CumuLogic has launched a PaaS designed to make it easier to deploy Java applications on HP Cloud Services.

CumuLogic PaaS for HP Cloud Services is being offered to customers on a 30-day trial basis, after which a $200 per developer per month price tag kicks in. The company isn't forgetting about its channel partners, either, with plans to offer partner-enabled services for onboarding and supporting customers.

Targeted at Global 2000 companies, the PaaS is being positioned as a sandbox for enterprises to use to evaluate a cloud platform for development, migration and deployment of Java applications during the trial period. For those who decide they like what they see, the CumuLogic platform will help Java developers to quickly create and deploy applications on HP Cloud Services.

Enterprises are also able to test the feasibility of using HP's public cloud with CumuLogic's platform for development and QA environments.

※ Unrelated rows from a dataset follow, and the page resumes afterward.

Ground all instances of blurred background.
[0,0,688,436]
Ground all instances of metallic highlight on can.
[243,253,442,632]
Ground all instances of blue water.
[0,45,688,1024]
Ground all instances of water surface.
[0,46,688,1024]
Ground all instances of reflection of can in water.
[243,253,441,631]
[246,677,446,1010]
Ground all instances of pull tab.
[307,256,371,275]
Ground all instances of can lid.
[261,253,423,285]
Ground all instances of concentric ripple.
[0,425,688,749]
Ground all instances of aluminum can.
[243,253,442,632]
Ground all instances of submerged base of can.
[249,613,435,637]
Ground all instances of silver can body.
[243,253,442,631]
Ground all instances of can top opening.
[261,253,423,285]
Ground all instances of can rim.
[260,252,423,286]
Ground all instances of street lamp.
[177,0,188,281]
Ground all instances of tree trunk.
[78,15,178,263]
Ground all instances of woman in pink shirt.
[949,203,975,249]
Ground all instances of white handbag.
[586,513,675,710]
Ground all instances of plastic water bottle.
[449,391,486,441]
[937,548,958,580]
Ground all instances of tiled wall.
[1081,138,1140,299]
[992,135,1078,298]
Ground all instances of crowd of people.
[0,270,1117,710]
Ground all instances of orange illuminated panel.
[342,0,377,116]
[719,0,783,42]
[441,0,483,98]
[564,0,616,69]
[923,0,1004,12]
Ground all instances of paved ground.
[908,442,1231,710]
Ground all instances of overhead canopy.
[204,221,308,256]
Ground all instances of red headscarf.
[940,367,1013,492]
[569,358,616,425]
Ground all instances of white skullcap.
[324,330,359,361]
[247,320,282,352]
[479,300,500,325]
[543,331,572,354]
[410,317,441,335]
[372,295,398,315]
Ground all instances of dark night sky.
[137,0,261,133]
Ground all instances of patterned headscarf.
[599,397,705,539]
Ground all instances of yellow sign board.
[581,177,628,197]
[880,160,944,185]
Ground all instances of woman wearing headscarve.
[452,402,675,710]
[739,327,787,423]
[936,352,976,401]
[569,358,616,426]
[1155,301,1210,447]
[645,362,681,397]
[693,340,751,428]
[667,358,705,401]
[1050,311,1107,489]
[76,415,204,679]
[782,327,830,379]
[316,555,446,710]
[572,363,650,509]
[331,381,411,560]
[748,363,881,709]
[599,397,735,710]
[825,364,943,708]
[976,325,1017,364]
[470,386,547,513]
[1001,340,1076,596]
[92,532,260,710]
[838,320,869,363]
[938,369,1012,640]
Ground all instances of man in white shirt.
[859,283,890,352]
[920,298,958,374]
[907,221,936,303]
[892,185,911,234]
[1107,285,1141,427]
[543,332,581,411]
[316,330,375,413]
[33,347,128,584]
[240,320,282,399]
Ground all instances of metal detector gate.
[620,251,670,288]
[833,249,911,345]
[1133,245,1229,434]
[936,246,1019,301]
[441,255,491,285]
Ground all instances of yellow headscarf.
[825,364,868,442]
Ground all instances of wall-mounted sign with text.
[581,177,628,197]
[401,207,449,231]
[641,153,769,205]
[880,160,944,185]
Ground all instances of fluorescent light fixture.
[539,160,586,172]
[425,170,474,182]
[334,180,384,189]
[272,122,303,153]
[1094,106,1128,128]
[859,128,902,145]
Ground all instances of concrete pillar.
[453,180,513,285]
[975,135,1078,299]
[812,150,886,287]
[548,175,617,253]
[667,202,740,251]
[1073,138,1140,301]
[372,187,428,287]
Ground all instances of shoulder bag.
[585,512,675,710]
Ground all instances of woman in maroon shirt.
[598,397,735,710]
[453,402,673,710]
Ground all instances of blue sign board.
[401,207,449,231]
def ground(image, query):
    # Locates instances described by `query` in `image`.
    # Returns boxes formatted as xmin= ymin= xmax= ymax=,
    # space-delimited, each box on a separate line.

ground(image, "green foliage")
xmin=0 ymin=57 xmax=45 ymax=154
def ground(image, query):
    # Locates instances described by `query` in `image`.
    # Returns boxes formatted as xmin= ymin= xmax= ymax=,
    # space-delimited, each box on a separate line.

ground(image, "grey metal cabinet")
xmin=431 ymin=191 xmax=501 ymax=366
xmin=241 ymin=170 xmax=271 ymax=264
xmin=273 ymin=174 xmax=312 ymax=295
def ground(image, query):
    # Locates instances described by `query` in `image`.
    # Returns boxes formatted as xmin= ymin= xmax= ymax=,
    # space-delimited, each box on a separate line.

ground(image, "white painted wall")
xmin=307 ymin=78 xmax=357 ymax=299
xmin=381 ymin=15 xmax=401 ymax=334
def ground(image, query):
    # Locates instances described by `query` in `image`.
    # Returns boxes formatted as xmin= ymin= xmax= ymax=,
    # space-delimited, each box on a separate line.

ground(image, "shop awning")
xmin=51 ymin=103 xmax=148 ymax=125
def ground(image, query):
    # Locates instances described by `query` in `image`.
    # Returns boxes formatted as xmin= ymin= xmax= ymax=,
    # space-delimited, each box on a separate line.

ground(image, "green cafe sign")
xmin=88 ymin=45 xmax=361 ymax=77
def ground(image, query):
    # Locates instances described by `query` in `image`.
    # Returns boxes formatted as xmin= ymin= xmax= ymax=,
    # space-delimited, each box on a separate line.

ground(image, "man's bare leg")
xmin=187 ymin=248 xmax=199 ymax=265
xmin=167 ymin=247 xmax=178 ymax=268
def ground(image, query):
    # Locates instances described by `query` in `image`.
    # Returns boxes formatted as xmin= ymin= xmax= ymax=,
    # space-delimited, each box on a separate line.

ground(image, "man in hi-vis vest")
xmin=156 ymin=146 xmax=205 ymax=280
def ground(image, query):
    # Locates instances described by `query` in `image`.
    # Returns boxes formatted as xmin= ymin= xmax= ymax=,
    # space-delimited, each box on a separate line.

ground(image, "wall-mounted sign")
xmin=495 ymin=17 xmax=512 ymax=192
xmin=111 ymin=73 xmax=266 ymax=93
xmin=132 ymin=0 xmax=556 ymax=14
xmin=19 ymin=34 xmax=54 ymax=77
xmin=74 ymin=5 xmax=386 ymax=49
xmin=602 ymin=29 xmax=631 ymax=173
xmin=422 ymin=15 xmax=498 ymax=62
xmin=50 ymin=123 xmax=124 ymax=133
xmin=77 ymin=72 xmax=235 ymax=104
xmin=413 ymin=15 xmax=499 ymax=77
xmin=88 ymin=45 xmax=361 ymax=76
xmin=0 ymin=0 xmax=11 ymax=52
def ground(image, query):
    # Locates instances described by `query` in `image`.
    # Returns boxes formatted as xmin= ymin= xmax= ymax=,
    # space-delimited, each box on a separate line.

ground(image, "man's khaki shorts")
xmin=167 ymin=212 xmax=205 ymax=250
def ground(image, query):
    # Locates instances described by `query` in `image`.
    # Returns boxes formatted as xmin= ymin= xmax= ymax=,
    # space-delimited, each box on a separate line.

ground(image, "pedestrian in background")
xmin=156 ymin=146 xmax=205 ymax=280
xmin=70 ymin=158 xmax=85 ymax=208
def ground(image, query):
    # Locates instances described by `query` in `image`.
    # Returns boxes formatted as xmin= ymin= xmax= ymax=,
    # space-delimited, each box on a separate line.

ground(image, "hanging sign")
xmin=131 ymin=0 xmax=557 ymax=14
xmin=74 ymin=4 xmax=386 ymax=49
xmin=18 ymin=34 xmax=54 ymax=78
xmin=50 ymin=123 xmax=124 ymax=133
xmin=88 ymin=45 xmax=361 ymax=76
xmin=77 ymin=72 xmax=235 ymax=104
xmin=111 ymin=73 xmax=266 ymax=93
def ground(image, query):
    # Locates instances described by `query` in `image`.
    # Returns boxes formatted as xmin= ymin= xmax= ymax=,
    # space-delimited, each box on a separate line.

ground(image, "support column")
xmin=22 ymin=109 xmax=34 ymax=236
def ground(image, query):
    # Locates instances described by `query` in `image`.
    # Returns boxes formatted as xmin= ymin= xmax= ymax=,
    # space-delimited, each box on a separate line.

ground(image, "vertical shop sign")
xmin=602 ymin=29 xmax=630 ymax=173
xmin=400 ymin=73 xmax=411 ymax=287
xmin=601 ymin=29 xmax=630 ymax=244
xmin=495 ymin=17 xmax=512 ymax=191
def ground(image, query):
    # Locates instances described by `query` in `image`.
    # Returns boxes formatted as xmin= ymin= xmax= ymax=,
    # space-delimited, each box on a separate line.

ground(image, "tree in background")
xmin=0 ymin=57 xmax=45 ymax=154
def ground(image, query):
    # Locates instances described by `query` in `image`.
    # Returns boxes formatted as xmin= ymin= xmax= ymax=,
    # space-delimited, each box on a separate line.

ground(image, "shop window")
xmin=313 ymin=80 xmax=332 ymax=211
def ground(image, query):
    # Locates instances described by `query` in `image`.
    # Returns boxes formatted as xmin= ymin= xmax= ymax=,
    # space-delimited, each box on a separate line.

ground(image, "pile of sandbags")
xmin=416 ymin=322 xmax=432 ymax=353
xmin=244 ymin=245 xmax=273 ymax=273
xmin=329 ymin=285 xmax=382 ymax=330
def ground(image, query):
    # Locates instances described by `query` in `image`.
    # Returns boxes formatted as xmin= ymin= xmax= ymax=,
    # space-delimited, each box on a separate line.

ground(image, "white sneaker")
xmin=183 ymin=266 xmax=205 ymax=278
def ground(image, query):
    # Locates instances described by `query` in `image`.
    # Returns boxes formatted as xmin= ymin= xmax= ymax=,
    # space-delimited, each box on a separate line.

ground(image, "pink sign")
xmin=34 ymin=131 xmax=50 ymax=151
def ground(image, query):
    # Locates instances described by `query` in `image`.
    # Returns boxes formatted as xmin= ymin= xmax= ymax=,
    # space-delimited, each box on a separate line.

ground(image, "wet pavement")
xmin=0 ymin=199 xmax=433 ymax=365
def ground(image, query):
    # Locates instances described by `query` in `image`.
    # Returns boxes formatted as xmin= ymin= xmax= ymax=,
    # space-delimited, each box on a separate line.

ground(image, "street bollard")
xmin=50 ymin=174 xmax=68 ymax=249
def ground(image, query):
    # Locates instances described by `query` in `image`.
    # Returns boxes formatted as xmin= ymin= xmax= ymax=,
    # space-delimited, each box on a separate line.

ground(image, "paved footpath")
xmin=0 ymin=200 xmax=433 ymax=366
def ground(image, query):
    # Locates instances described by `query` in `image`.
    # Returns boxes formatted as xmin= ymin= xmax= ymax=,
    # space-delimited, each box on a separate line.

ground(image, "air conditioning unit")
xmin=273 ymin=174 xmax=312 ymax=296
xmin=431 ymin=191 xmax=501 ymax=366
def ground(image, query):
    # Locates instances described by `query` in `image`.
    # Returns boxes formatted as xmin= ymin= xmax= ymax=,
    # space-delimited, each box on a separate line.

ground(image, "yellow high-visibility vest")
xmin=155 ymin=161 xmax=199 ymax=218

Customers will no doubt find the CumuLogic PaaS for HP Cloud Services helpful, but the real message here seems to be for partners that are tasked with building and deploying Java-based apps for their customers. Saving time in application development and deployment helps all involved, and it lets partners increase their productivity and focus on other key aspects of their businesses.

"CumuLogic with HP Cloud Services deliver the features and performance required by enterprise developers to develop and scale cloud-based applications," said company president and CEO Mike Soby in a prepared statement.

This announcement follows less than two months after CumuLogic announced the launch of its Cloud Application Platform v1.0, which the company designed to redefine Java PaaS. Now with the launch of a PaaS specifically tailored to HP Cloud Services, the company is continuing on with its cloud strategy.

CumuLogic primarily goes to market through channel partners, so there should be opportunities for cloud services providers and software developers. The company is in the process of trying to bring Java to most clouds.

Developers can request a free account on the company's website.